Every few years, it seems, Lee's military reputation is put through the wringer again, usually as a result of new interpretations of his decisions at Gettysburg. Seldom do revisionist critics recall that his greatest defeat came only halfway through the war and that after that, having exhausted the possibilities of mid-19th century offensive strategy, he practically invented modern defensive warfare.

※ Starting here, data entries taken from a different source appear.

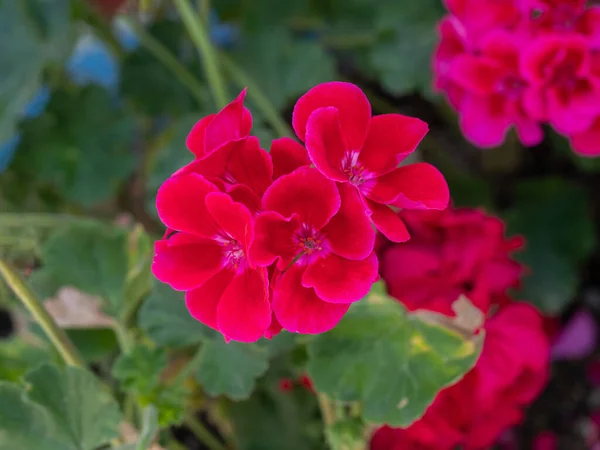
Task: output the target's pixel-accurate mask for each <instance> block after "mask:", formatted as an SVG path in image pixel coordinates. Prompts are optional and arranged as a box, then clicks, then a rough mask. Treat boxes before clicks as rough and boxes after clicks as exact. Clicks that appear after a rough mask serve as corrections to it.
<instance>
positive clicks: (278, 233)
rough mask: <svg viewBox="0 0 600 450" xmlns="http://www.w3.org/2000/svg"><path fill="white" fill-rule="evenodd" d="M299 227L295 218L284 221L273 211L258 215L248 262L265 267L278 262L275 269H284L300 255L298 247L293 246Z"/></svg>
mask: <svg viewBox="0 0 600 450" xmlns="http://www.w3.org/2000/svg"><path fill="white" fill-rule="evenodd" d="M299 226H300V224H299V223H298V219H297V218H296V217H295V216H294V217H290V218H288V219H286V218H285V217H283V216H282V215H280V214H279V213H276V212H274V211H266V212H264V213H261V214H259V215H258V216H257V217H256V221H255V224H254V242H253V243H252V245H251V246H250V252H249V259H250V261H251V262H252V263H253V264H256V265H258V266H262V267H267V266H270V265H271V264H273V263H274V262H275V260H278V261H277V268H278V269H279V270H283V269H285V268H286V267H287V266H288V265H289V264H290V263H291V262H292V260H293V259H294V258H295V257H296V256H297V255H298V254H299V253H300V249H299V247H298V246H297V245H295V244H294V233H295V232H296V231H297V230H298V228H299Z"/></svg>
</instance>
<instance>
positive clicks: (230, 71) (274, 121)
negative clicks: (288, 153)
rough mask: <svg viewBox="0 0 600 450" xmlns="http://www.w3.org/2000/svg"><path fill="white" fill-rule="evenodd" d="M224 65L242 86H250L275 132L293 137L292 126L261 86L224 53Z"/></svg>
mask: <svg viewBox="0 0 600 450" xmlns="http://www.w3.org/2000/svg"><path fill="white" fill-rule="evenodd" d="M220 57H221V61H222V63H223V66H225V68H226V69H227V71H228V72H229V74H230V75H231V78H232V79H233V81H234V82H235V83H236V84H237V85H238V86H239V87H240V88H244V87H247V88H248V97H250V98H251V99H252V100H254V103H256V106H257V107H258V109H260V110H261V112H262V113H263V114H264V116H265V119H267V121H268V122H269V123H270V124H271V126H272V127H273V129H274V130H275V132H276V133H277V134H278V135H279V137H284V136H287V137H293V136H294V132H293V131H292V129H291V128H290V126H289V125H288V124H287V123H286V122H285V120H283V118H282V117H281V115H280V114H279V112H278V111H277V108H275V106H273V104H272V103H271V101H270V100H269V98H268V97H267V96H266V95H265V93H264V92H263V91H262V90H261V88H260V87H259V86H258V85H256V84H255V83H254V81H253V80H252V79H251V78H250V77H249V76H248V75H247V74H246V73H244V71H243V70H242V69H241V67H239V66H238V65H237V64H236V63H235V62H233V61H232V60H231V59H230V58H228V57H227V56H226V55H224V54H222V53H221V54H220Z"/></svg>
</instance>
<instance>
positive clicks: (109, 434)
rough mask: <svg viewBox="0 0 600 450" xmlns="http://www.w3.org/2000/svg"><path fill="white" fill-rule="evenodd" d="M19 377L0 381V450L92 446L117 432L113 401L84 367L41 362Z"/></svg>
mask: <svg viewBox="0 0 600 450" xmlns="http://www.w3.org/2000/svg"><path fill="white" fill-rule="evenodd" d="M24 381H25V383H26V384H27V389H26V388H25V387H22V386H18V385H15V384H8V383H1V384H0V449H2V450H9V449H10V450H13V449H15V448H23V449H30V448H31V449H33V448H35V449H41V450H94V449H96V448H97V447H99V446H102V445H104V444H107V443H108V442H109V441H110V440H111V439H113V438H115V437H117V436H118V426H119V422H120V420H121V414H120V412H119V408H118V405H117V404H116V402H115V401H114V400H113V399H112V398H111V397H110V395H109V394H108V393H107V392H106V391H104V390H103V388H102V387H101V386H100V385H99V383H98V382H97V380H96V379H95V378H94V376H93V375H92V374H91V373H89V372H87V371H86V370H84V369H80V368H76V367H67V368H65V369H59V368H57V367H56V366H53V365H49V364H43V365H41V366H40V367H38V368H37V369H34V370H32V371H31V372H29V373H28V374H27V375H26V376H25V378H24Z"/></svg>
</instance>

For better or worse, much of Lee's legacy is the event that created the country we have today, the Civil War, which wouldn't have been so long or so bloody if it weren't for Lee's military genius. The ongoing debate over who was the greatest general, Lee or Grant, is ultimately fruitless. The Civil War was a large enough stage for both of them to exhibit their greatness.

If, however, Lee gave us the worst of the Civil War, he also gave us the best of it, largely because of his own decency and humanity. Civil wars in European or South American countries have generally been the worst periods in those countries' histories, scorched-earth affairs that left wounds that didn't heal for centuries. By contrast, the American Civil War was a gentlemanly affair, to the point where pickets on both sides would warn each other to keep pointless fights from making the war worse than it was. Much of this civility can be attributed to Lee's personal sense of honor. Could Lincoln's aims of "malice toward none and charity for all" have been realized had not the states of the Union seen Lee as representative of the gallantry of the South?


Who could harbor vindictive feelings toward Robert E. Lee? "General Lee," Blount quotes a belle asking him after Appomattox, "did you never feel resentment toward the North?" "I believe I may say," the general replied, "looking into my heart and speaking as in the presence of my God, that I have never known one moment of bitterness or resentment." "Ritualistic denial, no doubt," comments Blount, "but suitable to the setting, and greatly to be preferred, as we have seen in other parts of the world, to religious vengefulness."

Allen Barra

Allen Barra is the author of "Inventing Wyatt Earp: His Life and Many Legends."